第170回相続コラム 遺産分割協議との関係から見る「遺言がないと困る理由」

近年、終活ブームなどの影響もあり、遺言への関心も高まっておりますが、実際に「遺言を書いた」という方は、まだまだ少ないのが現状です。「遺言は元気なうちに書く」のが鉄則ですが、つい先延ばしにしてしまうというケースも少なくありません。今回のコラムでは、遺言がないとなぜ困るのか、遺産分割協議と遺言の関係から解説したいと思います。

 

遺言と遺産分割協議の関係

遺言がある場合の相続

相続が発生し、故人が遺言を残していた場合、その遺言に従って遺産を分配することになります。遺言の内容にもよりますが、通常は、誰に何を相続させるのかが遺言によって記されているため、その通りに分配することで足ります。

遺言がない場合の相続

相続が発生し、故人が遺言を残していない場合には、自動的に相続人が財産を相続することにはなりますが、その段階では、遺産は相続人間の抽象的な共有財産となるだけで、具体的に誰が何をどのくらい相続するのかは不明な状態となります。

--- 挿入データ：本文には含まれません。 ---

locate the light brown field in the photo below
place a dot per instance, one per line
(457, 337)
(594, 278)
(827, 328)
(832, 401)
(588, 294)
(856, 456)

そこで、抽象的な共有状態を解消し、具体的に誰が何を相続するのかを決めるためには、遺産分割協議という相続人同士の話し合いを行い、そこで遺産の最終的な帰属を決める必要があります。

また、遺言はあったとしても、その内容として、記載漏れの財産があったり、または、抽象的な持分のみを指定している場合、例えば「全財産の半分を妻に、残りの半分を長男に譲る」などの記載があるのみでは、どうやって財産を半分に分けるのかを、別途、遺産分割協議で決める必要があります。

 

遺言と遺産分割協議まとめ

相続発生の際、遺産をどのように分配するのかは

■遺言があれば遺言に従う
■遺言がない場合、または、遺言に不十分な点がある場合には遺産分割協議で決める

のが原則となります。

一応、法律上は、遺言があったとしても、遺言と異なる内容の遺産分割協議を行うことは可能ですが、相続人以外の受遺者(遺言によって財産を譲り受ける者)がいる場合には、その者の利益を無視して遺産分割協議をすることはできません。

 

遺言がなければ遺産分割協議が必要

相続が発生し、故人の遺言がない場合には、相続人間の遺産分割協議が必要となります。

正確には、遺産分割協議自体は、法律上、必須のものとして要求はされていませんが、凍結された故人の預金口座の凍結を解除したり、不動産の名義変更をしたり、また、相続税の申告の際に有利となる様々な控除を受けるためには、遺産分割協議の結果を記載した遺産分割協議書の提出が必要となるため、事実上、遺産分割協議が必須となります。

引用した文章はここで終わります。